I didn't choose Betty. She chose me.
The Betty Crocker Kitchens 1940

Thursday, December 3, 2015

Vintage Betty Crocker and holiday baking traditions!


Are you ready for some holiday baking? My family's annual Fudge Fest is this weekend. We travel to my parents' house to make my Grandmother's homemade fudge recipe - with numerous modifications. Last year a journalist and photographer covered the Marks Family Fudge Fest! The newspaper was doing a series on holiday baking traditions.

Note the Betty Crocker apron at Fudge Fest!

Recently I talked to two account executives from two different food companies. Both of them expressed great interest in getting customers back to the good old days of baking. 

After years and years of listening to people's stories about Betty Crocker/baking with mom/vintage cookbooks/etc,  I can say with great confidence that I know what's important to people in this nostalgia baking realm and I could get people baking again. However, I don't just give my ideas away, so if a company wants me to consult, they need to hire me. 

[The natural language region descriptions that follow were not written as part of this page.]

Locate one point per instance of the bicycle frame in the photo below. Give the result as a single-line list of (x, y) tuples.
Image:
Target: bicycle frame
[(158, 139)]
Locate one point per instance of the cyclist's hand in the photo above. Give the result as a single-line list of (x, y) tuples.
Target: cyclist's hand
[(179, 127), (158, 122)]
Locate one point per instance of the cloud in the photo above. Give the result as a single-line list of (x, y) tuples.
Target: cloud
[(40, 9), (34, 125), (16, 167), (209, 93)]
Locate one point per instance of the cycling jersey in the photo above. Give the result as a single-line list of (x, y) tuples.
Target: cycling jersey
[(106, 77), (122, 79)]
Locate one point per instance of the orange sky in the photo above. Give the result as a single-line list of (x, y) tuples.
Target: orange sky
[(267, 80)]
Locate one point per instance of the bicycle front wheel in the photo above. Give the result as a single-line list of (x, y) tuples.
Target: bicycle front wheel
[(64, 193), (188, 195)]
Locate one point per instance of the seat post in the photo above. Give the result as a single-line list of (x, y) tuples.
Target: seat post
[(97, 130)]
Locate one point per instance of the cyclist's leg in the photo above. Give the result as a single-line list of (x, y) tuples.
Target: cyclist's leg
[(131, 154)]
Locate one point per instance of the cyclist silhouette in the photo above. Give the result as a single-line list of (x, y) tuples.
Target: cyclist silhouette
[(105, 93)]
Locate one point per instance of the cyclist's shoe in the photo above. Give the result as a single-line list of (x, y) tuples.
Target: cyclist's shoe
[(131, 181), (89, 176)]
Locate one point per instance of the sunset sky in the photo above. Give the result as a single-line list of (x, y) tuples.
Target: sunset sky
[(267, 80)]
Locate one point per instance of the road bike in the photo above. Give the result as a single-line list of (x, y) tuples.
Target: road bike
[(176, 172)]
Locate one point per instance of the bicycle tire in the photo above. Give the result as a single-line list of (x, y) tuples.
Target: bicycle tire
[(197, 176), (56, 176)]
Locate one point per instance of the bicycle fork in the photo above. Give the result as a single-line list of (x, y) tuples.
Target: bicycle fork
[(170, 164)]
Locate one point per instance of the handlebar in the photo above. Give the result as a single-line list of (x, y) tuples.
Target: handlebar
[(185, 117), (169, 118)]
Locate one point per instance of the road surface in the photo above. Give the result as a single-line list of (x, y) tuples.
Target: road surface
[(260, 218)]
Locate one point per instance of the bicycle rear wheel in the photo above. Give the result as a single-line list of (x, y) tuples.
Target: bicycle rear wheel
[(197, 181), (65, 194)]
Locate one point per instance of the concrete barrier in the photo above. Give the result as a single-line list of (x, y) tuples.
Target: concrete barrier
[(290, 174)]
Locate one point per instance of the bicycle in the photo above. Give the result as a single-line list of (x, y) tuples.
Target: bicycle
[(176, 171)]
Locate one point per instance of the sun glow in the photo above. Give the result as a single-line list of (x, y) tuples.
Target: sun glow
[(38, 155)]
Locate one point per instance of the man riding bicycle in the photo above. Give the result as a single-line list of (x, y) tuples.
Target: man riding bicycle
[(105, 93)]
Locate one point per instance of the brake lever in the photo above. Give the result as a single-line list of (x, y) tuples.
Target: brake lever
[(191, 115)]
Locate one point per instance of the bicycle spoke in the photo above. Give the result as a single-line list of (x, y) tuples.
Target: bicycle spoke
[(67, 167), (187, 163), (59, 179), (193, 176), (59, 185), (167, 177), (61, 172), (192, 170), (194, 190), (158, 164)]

There's something so special about holiday baking especially the way it honors those we've lost and still love very deeply! 

Happy Holiday Baking!
 
 





Monday, November 9, 2015

Vintage Betty Crocker NOT wearing red

Have I ever mentioned how much I love it when Betty isn't wearing red? I haven't no idea why it gives me such a thrill. In the archives at General Mills there are a few painted portraits of Betty wearing green and blue. Wouldn't it be great if they brought some of these portraits back?










Sunday, November 8, 2015

Betty Crocker's new spoon!

Did anyone notice Betty Crocker's new spoon? Can you believe Betty will be 95 next year?

Thursday, June 4, 2015

Betty Crocker rules in Minnesota

Her name has graced hundreds of familiar supermarket products and millions of cookbooks. Her likeness, captured over the course of seven instantly recognizable portraits, now hangs royal gallery-like in General Mills’ Golden Valley headquarters. At the peak of her fame, this radio and TV star was deluged with 4,000 letters a day and in 1945 was bested only by First Lady Eleanor Roosevelt in Fortune magazine’s most-popular-woman-in-the-nation survey. Not bad for a fictitious corporate spokeswoman. She is, of course, Betty Crocker, Minnesota’s most enduring ambassador to the world and a friendly — and trusted — face to America’s home cooks for 94 years. “She’s a legend,” said Twin Cities native Susan Marks, author of “Finding Betty Crocker” (2005). “Nothing compares to her. There are some similarities between Betty and Martha Stewart, but the big differences are that there’s probably not a jury that would convict Betty of anything.”